The great advertising executive David Ogilvy had plenty to say about advertising, but some of his most insightful advice was on building a brand and marketing yourself. Ogilvy’s advice on this topic was simple – “First, make yourself a reputation for being a creative genius. Second, surround yourself with partners who are better than you are. Third, leave them to go get on with it.”
In order to market yourself, you must always position yourself to be a person of authority – the one people continually turn to for advice in your niche. But, as you will find, relying on the support and advice of others is vastly important in self marketing. Surrounding yourself with intelligent people familiar with your product is the first step to any successful marketing campaign. But there are other ways to market yourself effectively in an increasingly fast-paced business world.
Connect With Your Industry
The most important way you can market yourself is by connecting yourself with your industry, convincing clients that you have so much experience in the industry, that you have become its major brand (think of how far John Chow has come to be the literal face of the “Dot Com lifestyle”).
But this doesn’t mean that you have to set out to build a multi-million dollar brand, becoming to your industry as McDonalds is to fast food. You simply need to show your clients your connection with your niche, and the little things make all the difference.
For example, you operate a company that manufactures metal tools and scaffolding for construction projects, and need business cards to properly market your services. Think of how much more interesting your marketing approach could be with something like metal cards, rather than the plain old paper business cards that everyone expects. You might have to spend more money, but those metal cards truly reflect your connection to your product, and help you stand out from your competition.
How do people become experts in a field? Most of the time, luck plays an important role in putting experts’ ideas in front of the right people at the right time. But if you don’t market yourself as an expert, luck never has a chance to come into play.
Start marketing yourself as an expert now, even if you are still new to your field. For example, you might prepare a speech or presentation, then volunteer to give it at some local nonprofit organizations or business clubs. These communities are always looking for speakers to share their ideas. Although you might not get the immediate buzz you’re looking for, you will begin brand recognition with a small audience, which could bleed into larger exposure.
You could also force this in an online environment, using referral exchanges with other experts (an agreement where both participants advertise each other’s services). If you also use blog comments to advertise your services or authority, remember that you don’t need a link to your website in every comment you write.
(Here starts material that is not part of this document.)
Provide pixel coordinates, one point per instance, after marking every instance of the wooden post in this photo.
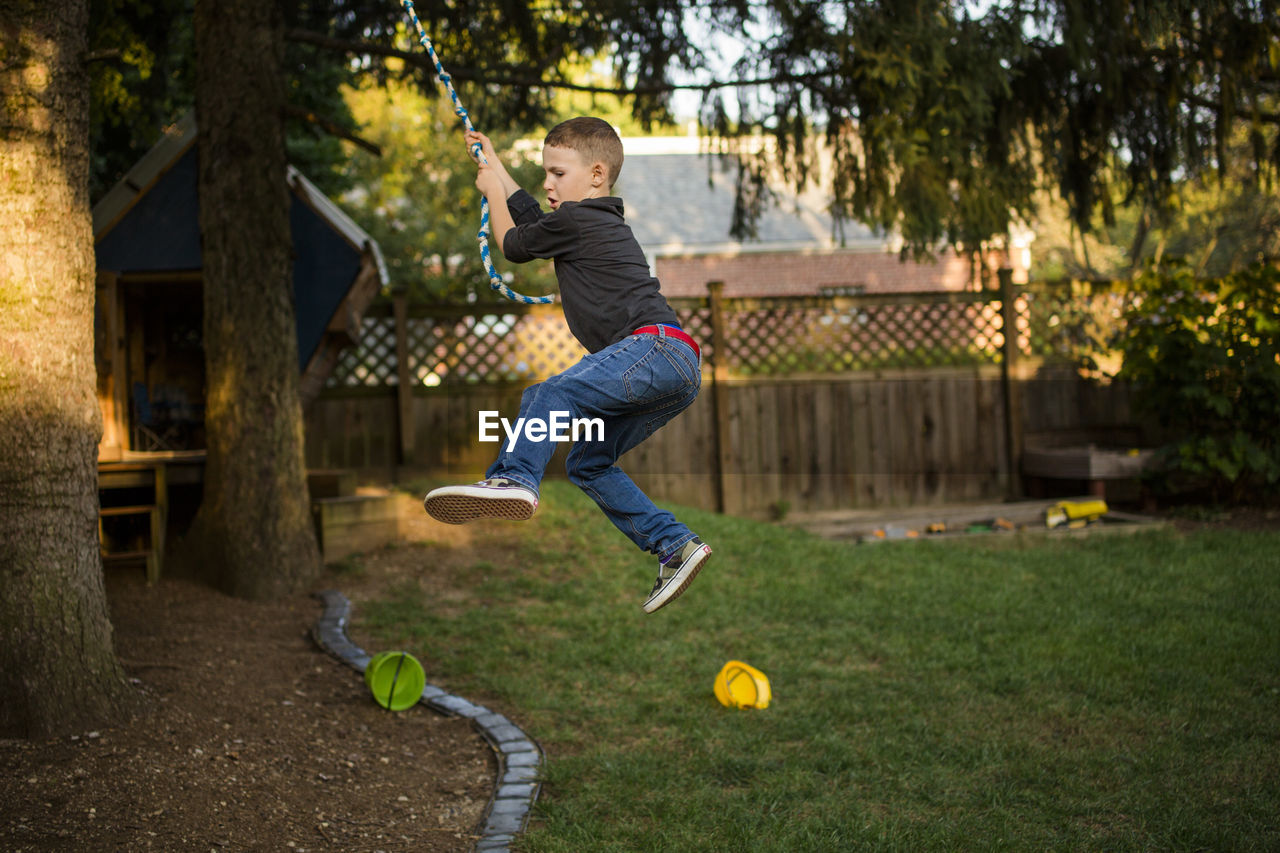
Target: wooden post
(405, 379)
(720, 396)
(1011, 383)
Only add the link when it makes sense, when it adds to the conversation taking place.
Treat Your Employees Well
One of the biggest contributors to the success of the Starbucks brand is their reputation for being one of the best companies to work for. So good, in fact, that unions have consistently struggled to sign Starbucks employees, while companies like Walmart spend millions of dollars actively preventing their employees from organizing. While both companies are successful, Starbucks enjoys brand loyalty difficult to match, and it’s tough to find a bad comment about the company from an employee’s perspective.
When marketing yourself, don’t put anyone in a position to criticize you, especially those that work for you. A disgruntled employee can still push a button that slams out thousands of identical products. In the service industry, a disgruntled employee can single handedly destroy a product. Clients understand this too, and will respect a personal brand far more if they know that the workers that have built that brand are treated well.
Worry About What Your Audience Wants, Not What You Want
I was once told by a friend that works as a programmer at a large video game company that the reason so many first person shooter driving levels turn out poorly, is because they’re more fun for the programmer to design than the gamer to play. And this translates a great deal to the online services world. As a writer, I often have to ask myself if I’m choosing a topic because it would be fun for me to write, or if it would be fun for my audience to read. Far too often, it turns out that some changes need to be made to make my product more interesting.
When marketing yourself, always remember that you still have to address your audience’s expectations directly, at least until you’ve built a powerful enough brand where your audience knows what to expect. This means that you might have to tweak your services to cater to some clients, and should be willing to compromise when necessary. You might even need to change some things about your brand to cater to your audience. David Ogilvy once again had some advice for a group of people that hold a special place in my heart, writers obsessed with proper grammar. “I don’t know the rules of grammar… If you’re trying to persuade people to do something, or buy something, it seems to me you should use their language, the language they use every day, the language in which they think. We try to write in the vernacular.”